Post by Dann Corbit »

michiguel wrote:
Dann Corbit wrote:
bob wrote:
Jan Brouwer wrote:
Zach Wegner wrote:I agree with GCP that a working hash table should be able to reproduce a PV entirely virtually all the time. Manually keeping track of the PV would be useful for debugging purposes though.
Let's try to make a guestimate of the probability that a PV node is overwritten during a search:
- hash table with n entries and 4-way associativity
- one in p nodes during the search is a pv-node
- the search more or less completely fills the hash table

The probability that a single entry contains a pv node is about 1/p.
The probability that a pv node is stored while all 4 entries where it can be stored already contain a pv node is about 1/(d^5)
The probability that this happens anywhere the hash table is roughly n/(d^5)

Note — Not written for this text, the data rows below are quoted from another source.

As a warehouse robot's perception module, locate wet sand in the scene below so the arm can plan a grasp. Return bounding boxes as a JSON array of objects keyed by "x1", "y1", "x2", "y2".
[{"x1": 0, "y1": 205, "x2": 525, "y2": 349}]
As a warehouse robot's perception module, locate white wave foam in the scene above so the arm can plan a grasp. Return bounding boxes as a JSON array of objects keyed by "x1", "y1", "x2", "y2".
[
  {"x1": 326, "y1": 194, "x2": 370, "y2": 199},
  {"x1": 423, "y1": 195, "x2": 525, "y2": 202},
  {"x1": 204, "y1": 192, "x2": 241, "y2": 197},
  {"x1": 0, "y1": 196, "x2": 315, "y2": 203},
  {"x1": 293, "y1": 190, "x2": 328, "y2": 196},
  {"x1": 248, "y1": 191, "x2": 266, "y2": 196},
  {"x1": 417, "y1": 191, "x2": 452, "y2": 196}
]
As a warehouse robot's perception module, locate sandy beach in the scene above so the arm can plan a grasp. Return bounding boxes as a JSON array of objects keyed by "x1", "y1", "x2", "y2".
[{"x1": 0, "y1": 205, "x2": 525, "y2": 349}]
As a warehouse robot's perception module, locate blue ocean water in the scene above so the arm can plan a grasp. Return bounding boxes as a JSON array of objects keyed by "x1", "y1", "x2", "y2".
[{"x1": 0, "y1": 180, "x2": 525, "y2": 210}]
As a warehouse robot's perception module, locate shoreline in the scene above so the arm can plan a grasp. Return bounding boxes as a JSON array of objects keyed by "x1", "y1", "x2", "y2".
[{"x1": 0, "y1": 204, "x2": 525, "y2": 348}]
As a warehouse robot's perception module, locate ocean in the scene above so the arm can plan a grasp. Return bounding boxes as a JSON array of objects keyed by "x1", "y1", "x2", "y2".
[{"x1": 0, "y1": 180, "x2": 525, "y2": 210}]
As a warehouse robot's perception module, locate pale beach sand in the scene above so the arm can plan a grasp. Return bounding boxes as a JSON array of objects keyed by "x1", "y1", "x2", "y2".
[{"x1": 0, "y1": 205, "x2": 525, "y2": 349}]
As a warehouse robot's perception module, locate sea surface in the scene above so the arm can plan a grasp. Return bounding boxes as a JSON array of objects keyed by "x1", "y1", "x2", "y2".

For e.g. n = 10^7 and p is 10^3 this comes down to 10^-9, which is quite small :-)

Is this about right?
I regularly search one billion nodes. So maybe _not_ so small. And your above math has a couple of questionable assumptions. Such as uniformly distributed hash signatures, which is not a given.

Not sure what "d" is above (1/(d^5))
Consider correspondence chess calculations, where a single position gets at least 24 hours of compute time {and conceivably up to a month}, probably with at least 4 CPUs {and conceivably 64 or more CPUs}.

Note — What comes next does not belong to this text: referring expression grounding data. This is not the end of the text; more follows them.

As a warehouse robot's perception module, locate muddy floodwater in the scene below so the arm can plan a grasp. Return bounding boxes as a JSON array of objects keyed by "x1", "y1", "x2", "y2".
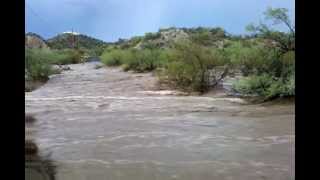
[{"x1": 25, "y1": 62, "x2": 295, "y2": 180}]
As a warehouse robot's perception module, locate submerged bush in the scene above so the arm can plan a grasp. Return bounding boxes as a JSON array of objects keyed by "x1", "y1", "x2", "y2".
[
  {"x1": 100, "y1": 49, "x2": 128, "y2": 66},
  {"x1": 101, "y1": 49, "x2": 166, "y2": 72},
  {"x1": 233, "y1": 74, "x2": 295, "y2": 99},
  {"x1": 162, "y1": 41, "x2": 226, "y2": 92}
]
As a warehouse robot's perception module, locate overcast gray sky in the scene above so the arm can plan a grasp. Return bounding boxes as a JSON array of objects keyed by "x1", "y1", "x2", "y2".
[{"x1": 26, "y1": 0, "x2": 295, "y2": 41}]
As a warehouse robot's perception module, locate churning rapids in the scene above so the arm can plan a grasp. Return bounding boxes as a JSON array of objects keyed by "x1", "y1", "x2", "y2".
[{"x1": 25, "y1": 62, "x2": 295, "y2": 180}]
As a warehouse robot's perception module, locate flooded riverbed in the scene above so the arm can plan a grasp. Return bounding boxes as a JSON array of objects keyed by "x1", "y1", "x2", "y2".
[{"x1": 25, "y1": 62, "x2": 295, "y2": 180}]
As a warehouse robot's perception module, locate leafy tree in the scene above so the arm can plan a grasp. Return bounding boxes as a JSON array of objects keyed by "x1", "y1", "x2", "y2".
[{"x1": 246, "y1": 8, "x2": 295, "y2": 53}]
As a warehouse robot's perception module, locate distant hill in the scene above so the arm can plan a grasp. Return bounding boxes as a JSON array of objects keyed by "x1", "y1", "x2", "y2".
[
  {"x1": 47, "y1": 32, "x2": 106, "y2": 49},
  {"x1": 25, "y1": 32, "x2": 48, "y2": 48},
  {"x1": 114, "y1": 27, "x2": 228, "y2": 48}
]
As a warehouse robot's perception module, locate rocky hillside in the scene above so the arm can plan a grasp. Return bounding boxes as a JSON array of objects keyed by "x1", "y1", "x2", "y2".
[
  {"x1": 47, "y1": 32, "x2": 106, "y2": 49},
  {"x1": 25, "y1": 33, "x2": 48, "y2": 48},
  {"x1": 115, "y1": 27, "x2": 227, "y2": 49}
]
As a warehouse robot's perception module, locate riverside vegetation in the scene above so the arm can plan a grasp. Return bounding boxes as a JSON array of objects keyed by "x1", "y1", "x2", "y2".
[{"x1": 26, "y1": 8, "x2": 295, "y2": 100}]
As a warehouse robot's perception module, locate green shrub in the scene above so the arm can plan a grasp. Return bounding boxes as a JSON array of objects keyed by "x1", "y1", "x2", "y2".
[
  {"x1": 124, "y1": 49, "x2": 165, "y2": 72},
  {"x1": 100, "y1": 49, "x2": 129, "y2": 66},
  {"x1": 160, "y1": 41, "x2": 226, "y2": 92},
  {"x1": 25, "y1": 49, "x2": 53, "y2": 81},
  {"x1": 233, "y1": 74, "x2": 295, "y2": 99}
]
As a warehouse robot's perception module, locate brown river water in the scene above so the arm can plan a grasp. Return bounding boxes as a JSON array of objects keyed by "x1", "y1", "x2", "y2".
[{"x1": 25, "y1": 62, "x2": 295, "y2": 180}]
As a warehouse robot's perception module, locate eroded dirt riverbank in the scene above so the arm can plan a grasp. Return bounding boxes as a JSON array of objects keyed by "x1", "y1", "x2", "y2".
[{"x1": 25, "y1": 63, "x2": 295, "y2": 180}]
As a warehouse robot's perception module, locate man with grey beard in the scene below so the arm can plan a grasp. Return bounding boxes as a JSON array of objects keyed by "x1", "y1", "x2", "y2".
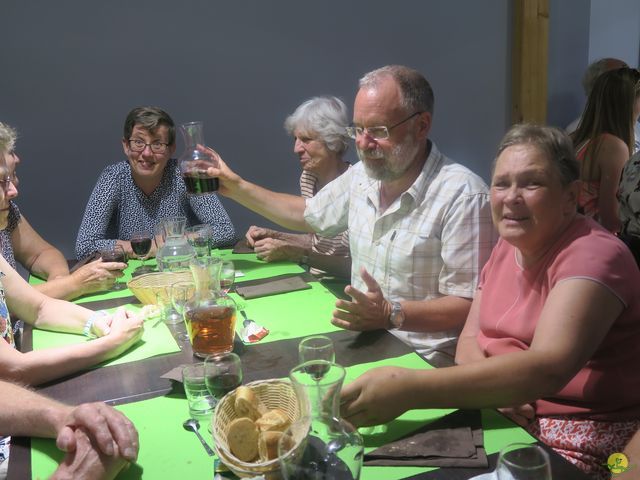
[{"x1": 202, "y1": 65, "x2": 496, "y2": 364}]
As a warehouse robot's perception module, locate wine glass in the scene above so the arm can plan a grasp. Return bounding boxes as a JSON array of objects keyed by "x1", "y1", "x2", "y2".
[
  {"x1": 130, "y1": 231, "x2": 153, "y2": 275},
  {"x1": 496, "y1": 443, "x2": 551, "y2": 480},
  {"x1": 169, "y1": 281, "x2": 196, "y2": 342},
  {"x1": 184, "y1": 223, "x2": 213, "y2": 257},
  {"x1": 98, "y1": 243, "x2": 127, "y2": 290},
  {"x1": 220, "y1": 260, "x2": 236, "y2": 293},
  {"x1": 204, "y1": 353, "x2": 242, "y2": 402},
  {"x1": 298, "y1": 335, "x2": 336, "y2": 380}
]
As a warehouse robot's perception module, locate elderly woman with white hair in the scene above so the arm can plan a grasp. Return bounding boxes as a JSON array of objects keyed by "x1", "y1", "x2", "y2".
[{"x1": 246, "y1": 96, "x2": 351, "y2": 278}]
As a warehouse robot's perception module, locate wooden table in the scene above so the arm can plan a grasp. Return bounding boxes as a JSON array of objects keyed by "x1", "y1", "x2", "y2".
[{"x1": 8, "y1": 262, "x2": 588, "y2": 480}]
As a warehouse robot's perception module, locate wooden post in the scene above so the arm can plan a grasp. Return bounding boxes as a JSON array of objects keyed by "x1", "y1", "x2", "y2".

If you do not protect the exact nodes, it seems to me that pv corruption would be almost certain.
Not to mention that if you are a correspondence player and you do not get a full PV after spending such a long time, you are not going to be too happy.

Miguel
I guess that if you do protect the exact nodes you will see something very funny after 1000 core hours of compute time with an 8 GB hash:
95% or so exact nodes in your transposition table! Most of which are completely useless.